[Date Prev][Date Next][Thread Prev][Thread Next][Date Index][Thread Index]
Re: n-ary functions rfc

To: Pavel Curtis <Pavel@parc.xerox.com>
Subject: Re: n-ary functions rfc
From: david carlton <carlton@husc.harvard.edu>
Date: Sat, 13 Jun 92 15:10:08 -0400
Cc: rrrs-authors@ai.mit.edu, carlton@ai.mit.edu
In-Reply-To: Your message of "Fri, 12 Jun 92 14:56:19 PDT." <92Jun12.145633pdt.58371@lambda.parc.xerox.com>
Organization: Citizens for Boysenberry Jam
On Fri, 12 Jun 1992 14:56:19 PDT, Pavel Curtis <Pavel@parc.xerox.com> said:

> Before I respond to this suggestion, let me point out that there are
> several reasons why it is better to represent n-ary function
> arguments with a function rather than a list, even aside from the
> potential for optimization:

> 	* Procedures are a more fundamental data type in Scheme than lists are;
> 	  we have special expressions for creating and using them.  Aside from
> 	  history, the choice of lists for the representation of extra
> 	  arguments seems not just arbitrary, but foolish: vectors are clearly
> 	  more efficient to allocate, initialize, and access, regardless of the
> 	  order of the accesses.

I find it a lot easier to program using lists than vectors, and
studies seem to show that I'm not alone in that.  I don't have to keep
track of all of these extra indices floating around, I don't have to
keep the length of the vector around somewhere, and so forth.  And I
don't agree that procedures are more fundamental than lists, either,
though I don't feel like arguing that here.
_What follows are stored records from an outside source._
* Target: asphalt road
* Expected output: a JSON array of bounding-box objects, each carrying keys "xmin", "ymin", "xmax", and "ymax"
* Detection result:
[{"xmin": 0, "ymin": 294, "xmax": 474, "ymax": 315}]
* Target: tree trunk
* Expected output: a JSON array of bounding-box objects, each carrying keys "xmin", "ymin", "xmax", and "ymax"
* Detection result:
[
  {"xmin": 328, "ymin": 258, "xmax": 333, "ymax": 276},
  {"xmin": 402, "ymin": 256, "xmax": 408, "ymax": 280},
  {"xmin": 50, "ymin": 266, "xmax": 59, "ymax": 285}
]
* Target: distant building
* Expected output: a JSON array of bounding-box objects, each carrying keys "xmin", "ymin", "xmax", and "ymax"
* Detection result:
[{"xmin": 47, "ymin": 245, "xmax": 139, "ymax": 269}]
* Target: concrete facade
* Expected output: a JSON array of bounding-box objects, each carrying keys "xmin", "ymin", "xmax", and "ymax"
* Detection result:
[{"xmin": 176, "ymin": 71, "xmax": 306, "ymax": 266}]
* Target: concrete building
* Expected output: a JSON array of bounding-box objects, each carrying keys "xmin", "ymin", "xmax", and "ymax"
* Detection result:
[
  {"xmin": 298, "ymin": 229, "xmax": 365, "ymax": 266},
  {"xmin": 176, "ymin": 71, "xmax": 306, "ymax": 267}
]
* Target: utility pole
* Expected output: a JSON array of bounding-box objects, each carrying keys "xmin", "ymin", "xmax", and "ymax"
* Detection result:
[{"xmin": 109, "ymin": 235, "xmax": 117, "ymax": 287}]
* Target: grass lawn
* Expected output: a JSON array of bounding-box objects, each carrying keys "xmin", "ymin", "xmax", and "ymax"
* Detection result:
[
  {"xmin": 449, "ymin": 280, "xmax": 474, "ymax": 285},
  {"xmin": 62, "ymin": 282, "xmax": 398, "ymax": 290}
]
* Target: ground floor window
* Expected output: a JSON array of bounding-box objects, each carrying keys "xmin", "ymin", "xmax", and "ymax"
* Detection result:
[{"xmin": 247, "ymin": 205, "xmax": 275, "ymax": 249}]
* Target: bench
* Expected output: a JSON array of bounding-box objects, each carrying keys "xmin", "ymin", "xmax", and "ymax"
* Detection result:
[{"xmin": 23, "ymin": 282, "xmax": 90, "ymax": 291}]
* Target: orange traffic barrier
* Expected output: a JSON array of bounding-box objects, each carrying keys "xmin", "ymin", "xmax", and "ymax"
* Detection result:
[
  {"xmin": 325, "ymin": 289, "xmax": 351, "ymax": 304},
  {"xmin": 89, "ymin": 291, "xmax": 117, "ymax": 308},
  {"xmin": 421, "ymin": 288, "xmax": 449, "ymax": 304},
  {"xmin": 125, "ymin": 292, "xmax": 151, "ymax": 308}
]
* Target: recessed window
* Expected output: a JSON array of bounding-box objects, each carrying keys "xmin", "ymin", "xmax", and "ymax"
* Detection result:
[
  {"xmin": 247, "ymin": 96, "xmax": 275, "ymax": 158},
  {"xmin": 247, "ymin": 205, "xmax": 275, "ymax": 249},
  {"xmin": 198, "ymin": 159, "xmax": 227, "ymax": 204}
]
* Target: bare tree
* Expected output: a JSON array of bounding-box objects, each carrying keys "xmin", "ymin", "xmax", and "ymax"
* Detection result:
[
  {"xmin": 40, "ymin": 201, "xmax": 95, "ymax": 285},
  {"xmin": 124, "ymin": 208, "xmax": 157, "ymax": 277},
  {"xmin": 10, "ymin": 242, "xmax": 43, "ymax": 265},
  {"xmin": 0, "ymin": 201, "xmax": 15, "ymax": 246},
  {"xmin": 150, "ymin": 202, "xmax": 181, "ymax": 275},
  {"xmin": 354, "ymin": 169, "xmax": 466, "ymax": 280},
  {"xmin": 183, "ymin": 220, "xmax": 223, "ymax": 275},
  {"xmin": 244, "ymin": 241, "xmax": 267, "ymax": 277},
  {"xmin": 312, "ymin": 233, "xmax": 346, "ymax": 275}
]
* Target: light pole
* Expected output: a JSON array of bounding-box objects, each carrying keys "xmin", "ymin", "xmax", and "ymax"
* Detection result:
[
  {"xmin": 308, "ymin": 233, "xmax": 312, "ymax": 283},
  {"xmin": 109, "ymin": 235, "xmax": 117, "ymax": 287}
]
> 	* Procedures are immutable, making them easier to reason about than
> 	  lists; even if the procedure encapsulating the extra arguments
> 	  `escapes' to an unknown context, the reader of the program can rest
> 	  assured that no change in its `contents' will take place.

Are they really easier to reason about?  You can't even tell whether
or not two of them are equal; if you have a random procedure floating
around, you can't tell what sort of arguments it takes; and so forth.
Lists, by contrast, are very simple - they're either empty or they
have a car, which is the head of the list, and a cdr, which is the
tail of the list.  A very simple data object, at least compared to
procedures.  Immutability is great, but being a black box isn't.

> 	* Procedures are a more flexible representation of a sequence of
> 	  values; they can, for example, be composed with one another to
> 	  compute a new, modified version of a given sequence in constant time,
> 	  regardless of the number of elements.  Also, the computation of the
> 	  elements can be done lazily, regardless of the order in which they're
> 	  requested.  Having the extra arguments represented as a procedure
> 	  makes it very convenient to use the expressive power of the FAPPLY
> 	  function included in my proposal.

I agree that they are more flexible.  On the other hand, if you are
going to start representing sequences as functions, you have to write
all sorts of conversion functions, make sure that you always convert
them before printing them out, and so forth.  If you want this, I
would think that it would be better to add lazy lists to the language
or to put in calls to delay and force, or something.

> Now, as for optimizing the use of a list holding the extra
> arguments, I have a couple of points to make.

> First (and I realize that this isn't what you're suggesting, David),
> many brash Lisp compiler hackers have for years claimed that it
> should be `straightforward' to optimize the use of CAR, CDR, and
> PAIR?/NULL? in dealing with rest lists.  `All' you have to do is a
> little data flow analysis to maintain extra integer index variables
> along with the various sublist values floating around.  Then a use
> of CAR can, in theory, simply be transformed into an operation using
> the corresponding index to access the value on the stack.  As far as
> I know, however, not a single one of these brash compiler hackers
> (myself included, since I also used to make this claim) has ever
> succeeded in implementing such an optimization.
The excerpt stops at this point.